Read data from HDFS using JAVA
1.For a client to read data from a Hadoop cluster it needs to have the Hadoop client library which is in the form of a Java Jar file. It also needs to have the cluster configuration data as this data is required to locate the Namenode.
2.Let us assume the client wants to read a file named log.txt which is located within the folder / user / Hadoop.
log.txt ----> /user/hadoop
3.The client could begin the read process by contacting the Namenode and specifying the name and location of the file it would like to read.
4.The Namenode will then try to validate this user.
5.Once this user has been validated, it would check whether the requested user has all the appropriate permissions to access this file.
6.If this file is present and the requested user has all the appropriate permissions to access this then the Namenode would respond back to the client with the 1st block ID of the requested file along with the list of all the Datanodes that have a copy of the requested file sorted by the distance.

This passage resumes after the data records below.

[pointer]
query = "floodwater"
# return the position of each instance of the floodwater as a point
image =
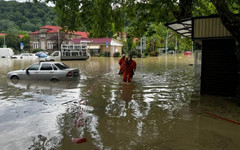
(161, 109)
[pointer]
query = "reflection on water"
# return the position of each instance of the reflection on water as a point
(160, 109)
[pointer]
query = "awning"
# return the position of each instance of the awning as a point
(183, 27)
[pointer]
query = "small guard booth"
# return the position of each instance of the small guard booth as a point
(219, 71)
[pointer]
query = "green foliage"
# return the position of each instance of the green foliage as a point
(15, 16)
(102, 25)
(116, 54)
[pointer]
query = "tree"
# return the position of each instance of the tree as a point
(25, 40)
(13, 41)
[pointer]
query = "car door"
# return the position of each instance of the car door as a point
(31, 72)
(45, 72)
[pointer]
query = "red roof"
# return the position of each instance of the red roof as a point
(94, 40)
(55, 29)
(83, 34)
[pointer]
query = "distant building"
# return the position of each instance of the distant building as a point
(5, 34)
(102, 45)
(49, 38)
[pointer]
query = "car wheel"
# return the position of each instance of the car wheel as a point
(14, 79)
(54, 80)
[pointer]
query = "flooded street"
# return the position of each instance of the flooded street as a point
(161, 109)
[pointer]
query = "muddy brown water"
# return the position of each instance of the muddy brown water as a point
(161, 109)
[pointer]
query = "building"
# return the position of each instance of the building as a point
(102, 45)
(219, 70)
(49, 38)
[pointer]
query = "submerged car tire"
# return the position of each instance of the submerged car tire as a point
(54, 80)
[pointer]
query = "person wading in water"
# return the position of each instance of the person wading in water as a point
(120, 62)
(127, 69)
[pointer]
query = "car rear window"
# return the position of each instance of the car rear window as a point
(34, 67)
(46, 67)
(61, 66)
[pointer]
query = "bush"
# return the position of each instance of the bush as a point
(116, 54)
(37, 50)
(107, 54)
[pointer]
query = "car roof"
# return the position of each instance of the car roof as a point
(49, 62)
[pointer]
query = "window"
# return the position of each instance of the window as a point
(46, 67)
(34, 67)
(50, 45)
(35, 45)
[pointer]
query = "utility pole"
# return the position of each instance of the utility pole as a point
(58, 41)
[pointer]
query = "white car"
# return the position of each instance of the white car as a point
(51, 71)
(56, 55)
(24, 56)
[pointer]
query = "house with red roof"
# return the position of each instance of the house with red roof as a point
(49, 38)
(5, 34)
(101, 45)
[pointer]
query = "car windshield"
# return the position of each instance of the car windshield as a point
(61, 66)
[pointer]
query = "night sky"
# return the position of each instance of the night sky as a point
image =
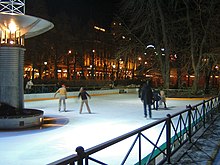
(100, 11)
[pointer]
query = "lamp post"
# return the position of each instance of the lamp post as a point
(93, 63)
(68, 64)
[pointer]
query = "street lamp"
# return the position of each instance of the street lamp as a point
(68, 64)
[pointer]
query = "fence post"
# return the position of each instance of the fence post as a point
(81, 154)
(168, 133)
(204, 113)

7.Since the client has all the data related to the file it is looking for, it can contact directly to the data node and read the data from it.

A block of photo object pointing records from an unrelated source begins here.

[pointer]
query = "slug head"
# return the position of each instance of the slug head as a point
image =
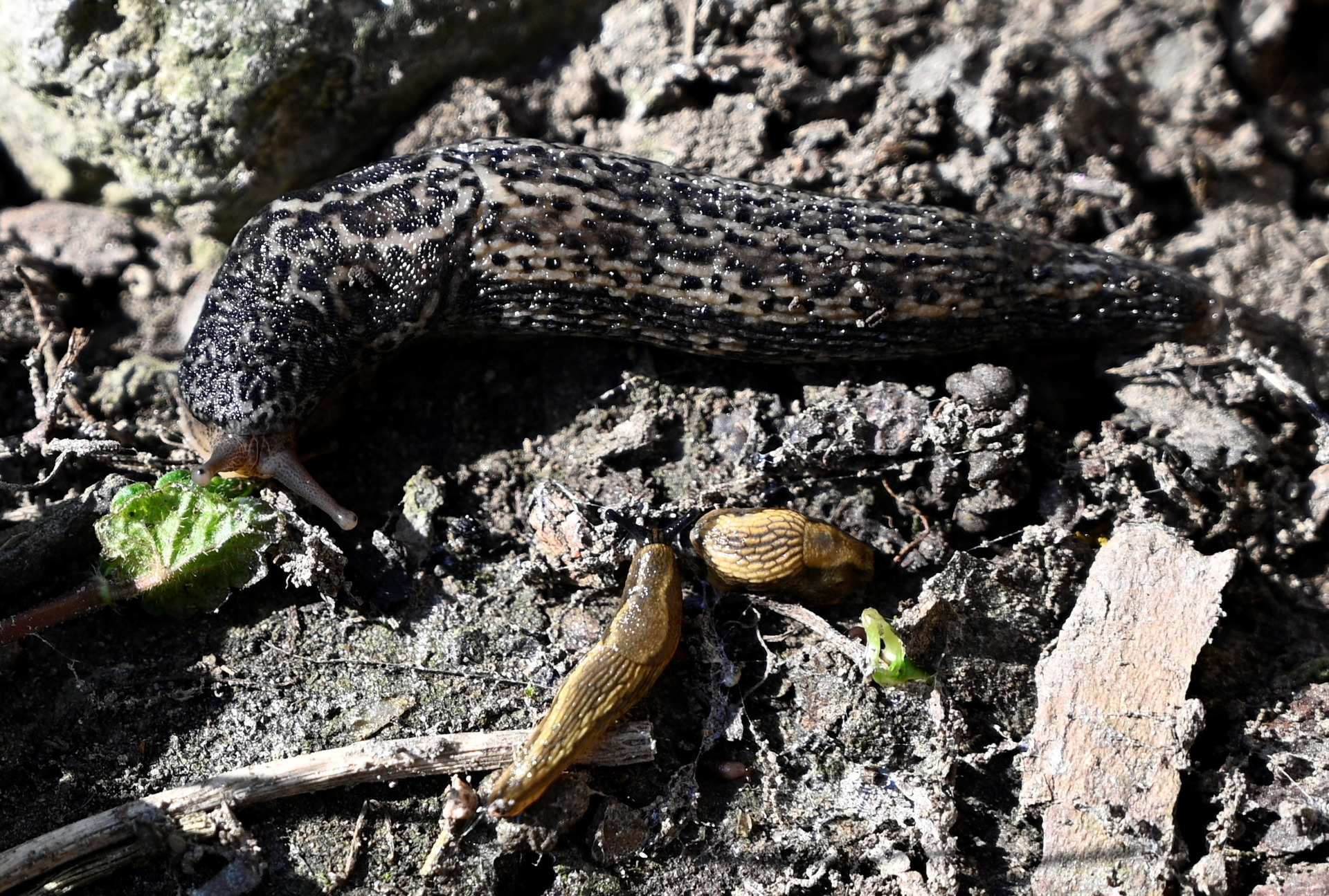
(270, 457)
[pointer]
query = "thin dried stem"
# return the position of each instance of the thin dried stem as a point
(359, 763)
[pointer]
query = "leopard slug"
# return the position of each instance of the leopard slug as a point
(608, 682)
(518, 236)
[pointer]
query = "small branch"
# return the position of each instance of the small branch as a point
(359, 763)
(927, 527)
(24, 487)
(848, 646)
(87, 598)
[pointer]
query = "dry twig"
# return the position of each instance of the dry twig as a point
(370, 762)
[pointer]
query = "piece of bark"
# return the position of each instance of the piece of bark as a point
(1113, 725)
(1300, 881)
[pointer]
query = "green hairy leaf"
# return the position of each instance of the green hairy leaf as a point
(185, 547)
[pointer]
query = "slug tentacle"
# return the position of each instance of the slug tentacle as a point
(270, 457)
(518, 236)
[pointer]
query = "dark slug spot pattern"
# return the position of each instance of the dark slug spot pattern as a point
(530, 237)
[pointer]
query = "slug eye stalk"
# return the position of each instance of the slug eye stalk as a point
(270, 457)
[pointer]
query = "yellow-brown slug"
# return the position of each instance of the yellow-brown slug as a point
(772, 549)
(608, 682)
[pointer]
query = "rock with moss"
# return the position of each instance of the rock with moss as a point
(208, 109)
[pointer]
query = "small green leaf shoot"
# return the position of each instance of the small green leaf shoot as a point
(887, 655)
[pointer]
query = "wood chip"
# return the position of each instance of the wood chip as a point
(1113, 725)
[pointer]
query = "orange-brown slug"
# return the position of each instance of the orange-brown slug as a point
(608, 682)
(772, 549)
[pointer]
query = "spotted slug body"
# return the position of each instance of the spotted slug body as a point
(520, 236)
(609, 681)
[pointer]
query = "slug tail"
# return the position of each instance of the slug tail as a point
(270, 457)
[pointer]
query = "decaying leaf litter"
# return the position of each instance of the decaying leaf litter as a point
(1159, 132)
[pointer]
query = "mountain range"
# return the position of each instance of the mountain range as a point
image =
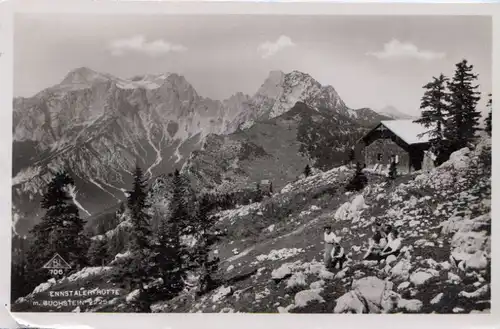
(393, 113)
(98, 126)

8.The process of reading data from the data node keeps repeating until all the data blocks of the requested file have not been retrieved or the client cancels this process by closing the stream.
9.During the read process, if the Datanode fails or the process dies for some reason then the client automatically tries to read the data from the next Datanode that holds a copy of the requested data.
10. If the copy of the requested data as an unavailable on all the Datanodes then the read process fails.